While the methodology of this report is unclear, it appears to be based mostly on an on-line “survey” of members of the New Jersey Chamber of Commerce and the Commerce and Industry Association of New Jersey. These are corporate trade associations representing industries that have been sued and found liable, often repeatedly, for wrongdoing – polluters, pharmaceutical companies and the insurance industry, to name a few. No surprisingly, the survey suggests that New Jersey litigation climate is hurting the state in some way.
In direct contradiction to this survey, however, the New Jersey Chamber of Commerce issued a news release on December 13, 2007, about the recent New Jersey Economic Policy Forum and its “survey” of 150 CEO’s of companies “headquartered or deeply entrenched in New Jersey.” The survey asked “their opinions about New Jersey's business climate.” According to this survey, “[C]ompanies doing business here are committed to stay, and a large number plan to expand,” citing that 92.5% of respondent companies “plan to remain in New Jersey.” They noted, “accessibility, location, workforce, education system and health care were among the key advantages of doing business in New Jersey …Among the disadvantages of doing business in New Jersey, cost of housing, living, tax levels, and local and state regulations were cited.” The so-called “litigation climate” was not even listed as a factor.

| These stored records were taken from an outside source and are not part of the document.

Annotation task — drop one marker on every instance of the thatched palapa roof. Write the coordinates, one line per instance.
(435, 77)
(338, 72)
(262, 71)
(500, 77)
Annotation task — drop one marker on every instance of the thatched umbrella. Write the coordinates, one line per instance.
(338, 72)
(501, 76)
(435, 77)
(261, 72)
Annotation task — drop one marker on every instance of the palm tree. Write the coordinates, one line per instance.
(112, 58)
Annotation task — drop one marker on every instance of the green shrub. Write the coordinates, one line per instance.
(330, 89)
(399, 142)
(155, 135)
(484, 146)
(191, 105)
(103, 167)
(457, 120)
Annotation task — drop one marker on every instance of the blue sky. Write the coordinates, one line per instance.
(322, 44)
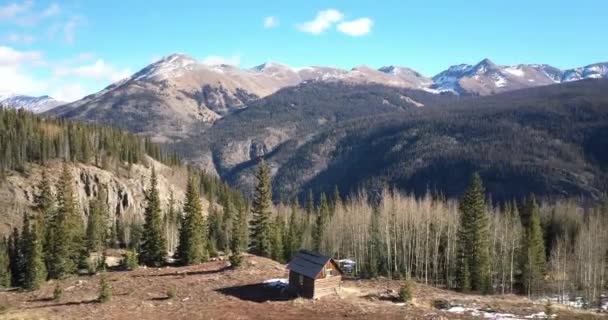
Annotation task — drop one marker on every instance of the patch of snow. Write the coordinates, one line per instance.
(500, 81)
(477, 312)
(516, 71)
(276, 283)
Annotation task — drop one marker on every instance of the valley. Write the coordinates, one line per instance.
(211, 291)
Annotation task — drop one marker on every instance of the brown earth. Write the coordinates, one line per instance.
(215, 291)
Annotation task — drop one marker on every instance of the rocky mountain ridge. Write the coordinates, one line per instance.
(34, 104)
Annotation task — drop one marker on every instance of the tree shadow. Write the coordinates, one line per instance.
(61, 304)
(383, 297)
(160, 298)
(258, 292)
(183, 274)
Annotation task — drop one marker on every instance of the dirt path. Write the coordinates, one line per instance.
(212, 291)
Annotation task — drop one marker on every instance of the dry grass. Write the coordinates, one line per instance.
(212, 291)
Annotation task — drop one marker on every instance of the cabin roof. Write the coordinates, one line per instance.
(308, 263)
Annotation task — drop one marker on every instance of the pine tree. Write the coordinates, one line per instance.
(15, 255)
(153, 247)
(310, 203)
(65, 234)
(34, 271)
(45, 205)
(337, 201)
(473, 240)
(261, 224)
(320, 224)
(292, 235)
(276, 239)
(96, 222)
(228, 215)
(237, 240)
(533, 260)
(192, 248)
(374, 248)
(5, 270)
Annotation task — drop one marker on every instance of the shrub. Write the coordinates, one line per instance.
(105, 291)
(406, 292)
(57, 292)
(129, 261)
(236, 259)
(549, 309)
(171, 292)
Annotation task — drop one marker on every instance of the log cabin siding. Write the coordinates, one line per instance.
(313, 275)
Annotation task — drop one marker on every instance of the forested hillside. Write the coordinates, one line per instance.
(548, 140)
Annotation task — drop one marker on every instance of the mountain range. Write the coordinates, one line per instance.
(525, 128)
(34, 104)
(177, 93)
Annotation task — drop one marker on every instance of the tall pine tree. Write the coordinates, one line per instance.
(261, 227)
(5, 270)
(320, 223)
(238, 237)
(153, 247)
(473, 260)
(97, 222)
(192, 248)
(533, 260)
(34, 271)
(65, 233)
(292, 239)
(15, 256)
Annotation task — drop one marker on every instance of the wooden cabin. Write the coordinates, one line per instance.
(314, 275)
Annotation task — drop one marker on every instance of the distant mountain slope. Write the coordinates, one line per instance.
(34, 104)
(549, 140)
(177, 95)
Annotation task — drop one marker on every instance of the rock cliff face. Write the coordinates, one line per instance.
(126, 188)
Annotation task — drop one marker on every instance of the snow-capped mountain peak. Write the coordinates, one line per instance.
(34, 104)
(170, 66)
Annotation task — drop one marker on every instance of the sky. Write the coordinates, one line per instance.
(68, 49)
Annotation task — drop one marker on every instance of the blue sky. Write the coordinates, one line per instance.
(72, 48)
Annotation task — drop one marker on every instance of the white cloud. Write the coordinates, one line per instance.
(99, 70)
(52, 10)
(357, 27)
(11, 11)
(20, 38)
(11, 57)
(15, 80)
(271, 22)
(69, 28)
(69, 92)
(217, 60)
(325, 19)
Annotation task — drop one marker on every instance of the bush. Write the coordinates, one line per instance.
(236, 259)
(171, 292)
(549, 309)
(406, 292)
(57, 292)
(129, 261)
(105, 291)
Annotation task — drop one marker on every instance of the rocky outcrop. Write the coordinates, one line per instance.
(126, 186)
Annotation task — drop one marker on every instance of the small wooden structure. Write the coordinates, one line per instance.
(314, 275)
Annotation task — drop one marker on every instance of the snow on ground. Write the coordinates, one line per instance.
(500, 81)
(277, 283)
(486, 314)
(515, 71)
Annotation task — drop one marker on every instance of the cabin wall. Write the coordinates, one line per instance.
(326, 286)
(305, 288)
(322, 285)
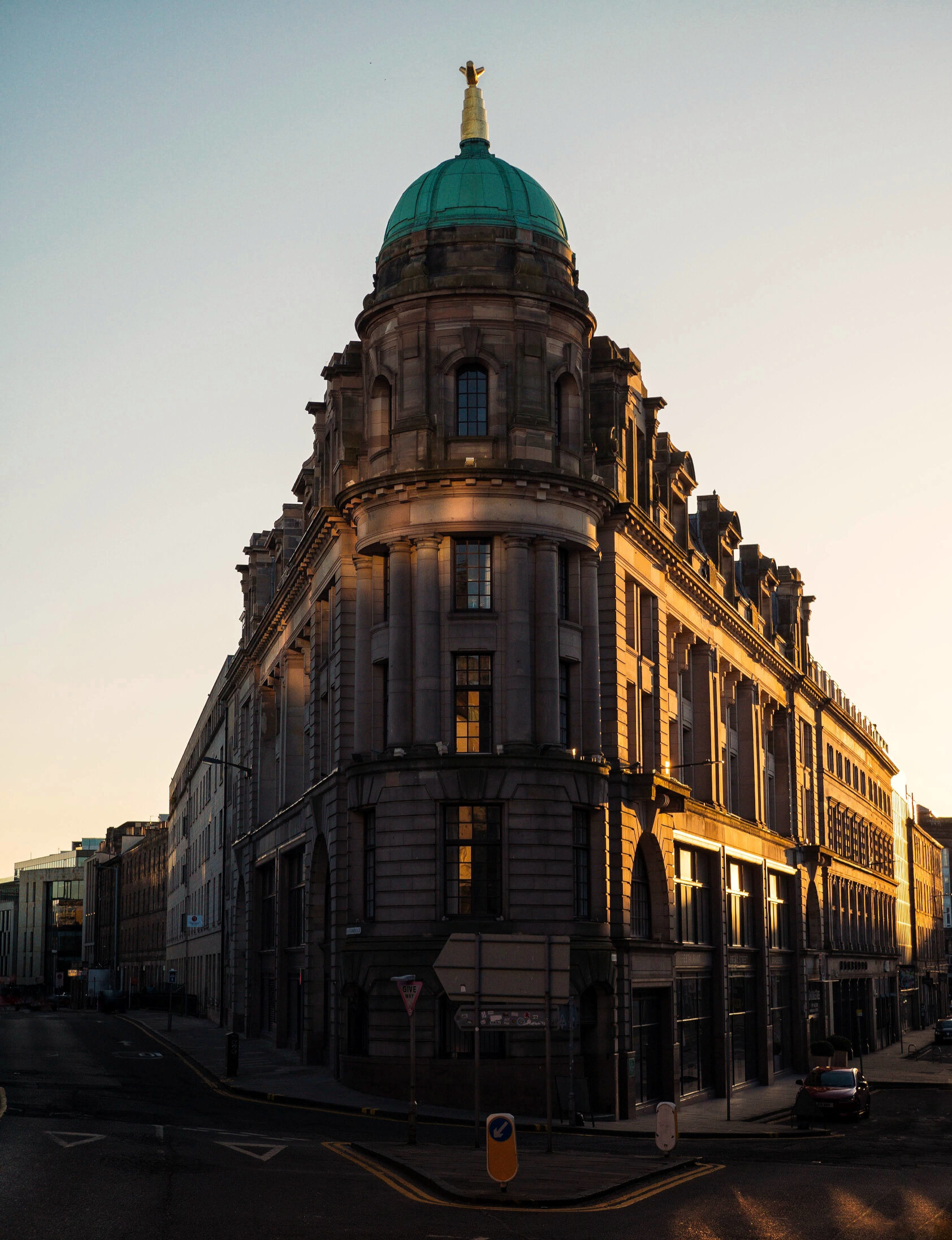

“It is important to distinguish between unbiased polls that truly examine the views of business owners, and ‘push polls’ that are conceived by business lobbyists seeking to demonstrate support for a pre-defined political or legislative agenda,” said Joanne Doroshow, Executive Director of the national consumer rights group, Center for Justice & Democracy. “Even respected pollsters and polling organizations have been criticized for bias in their handling of surveys commissioned by ‘tort reform’ groups like this one,” said Doroshow.
For example, a similar “poll” conducted by Newt Gingrich’s Contract with America pollster Frank Luntz, was roundly criticized for “push-poll” bias. Luntz admitted that he had “counted people as favoring ‘tort reform’ if they accepted the statement that ‘we should stop excessive legal claims, frivolous lawsuits and overzealous lawyers.’” Diane Colasanto, former President of the American Association for Public Opinion Research, said, “You can’t measure public opinion with leading questions like these.” Similarly, Donald Ferret of the University of Connecticut’s Roper Center said such leading questions “sharply overstate support for the measures in question.” (See, “The GOP Contract: Luntz Admits Initial Polling was ‘Flawed,’” The Hotline, November 14, 1995, citing November 10, 1995 Knight-Ridder story by Frank Greve.)
“The notion that lawmakers must restrict the legal rights of injured consumers in order for a state’s business economy to grow or even survive is one of most sensationalized fictions driving the ‘tort reform’ movement today,” said Doroshow. “At a time when the New Jersey businesses are actually cheering on the state’s business climate, this group has apparently decided this is a good time to trash the state with false and misleading information,” said Doroshow. “The New Jersey Chamber of Commerce and the Commerce and Industry Association of New Jersey need to get back to their mission of helping promote good businesses and stop attacking the very laws that protect consumers and help states and communities grow.”